The fiscal stress faced by many governments in the Global South is a highly significant factor in the growing influence corporate power exerts on economic dynamics. A vicious circle is triggered: improper behaviour by companies erodes public finances, while weakened states withdraw from provision of essential goods, with that role being assumed by transnational corporations that build on their dominant market positions and find that the crisis constitutes fertile ground to increase their profits and economic power.

The question of Big Pharma and vaccine access during the pandemic is a striking example. The People´s Vaccine Alliance has estimated that the three major pharmaceutical companies behind two of the most frequently used COVID-19 vaccines would notch up pre-tax profits of $34 billion in 2021. In the meantime, the COVAX Facility designed to guarantee access to vaccines for poorer countries has been a huge failure. More recently, calls for a TRIPs waiver for coronavirus-related vaccines, therapeutics and diagnostics have been watered down entirely.

Financialisation of everyday life

In line with the above phenomena, financialisation of everyday life deepened due to pandemic economic responses. Cash transfers were among the first social policy responses governments had in their toolbox. This was to be expected. Despite the unintended negative impact on women’s care burden and autonomy, such transfers tended to be the fastest available policy response in the face of growing unemployment and social distancing measures, accompanied by growing commodification of access to the most basic goods and services (food, water, health, energy).

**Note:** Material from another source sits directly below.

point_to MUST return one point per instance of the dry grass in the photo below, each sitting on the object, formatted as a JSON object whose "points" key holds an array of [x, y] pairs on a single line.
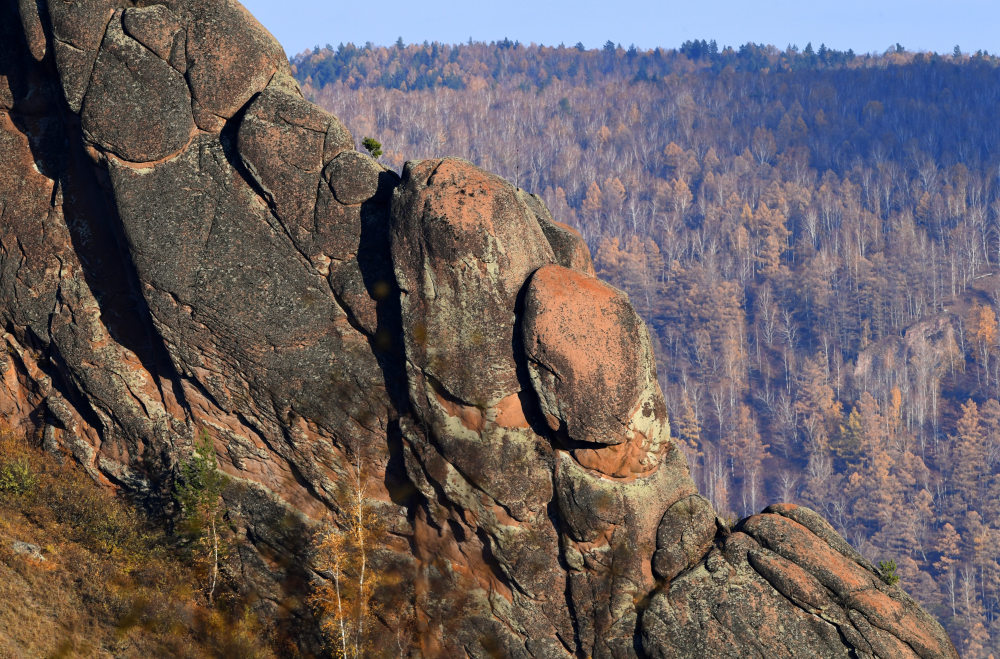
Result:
{"points": [[110, 584]]}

The pandemic also provided an enormous boost to the global financial sector, by increasing households’ indebtedness, in many cases with social benefits serving as collateral to access credit.

Feminist transformative responses

Feminists have been insisting on the need for a truly transformative recovery strategy. Facing each of these challenges is the key to begin unravelling the knots that reproduce inequality. Interlinking the various forms of resistance¹ in which we are involved is essential to address and transform the full picture.


¹ To cite just a few: https://feminists4peoplesvaccine.org/es/; https://www.globaltaxjustice.org/en/action/make-taxes-work-for-women; https://peopleoverprofit.online/; https://www.womenalliance.org/feminists-4-binding-treaty/.

 

Corina Rodríguez Enriquez is a researcher and activist based in Buenos Aires, Argentina. She is also Executive Committee Member at Development Alternatives with Women for a New Era (DAWN).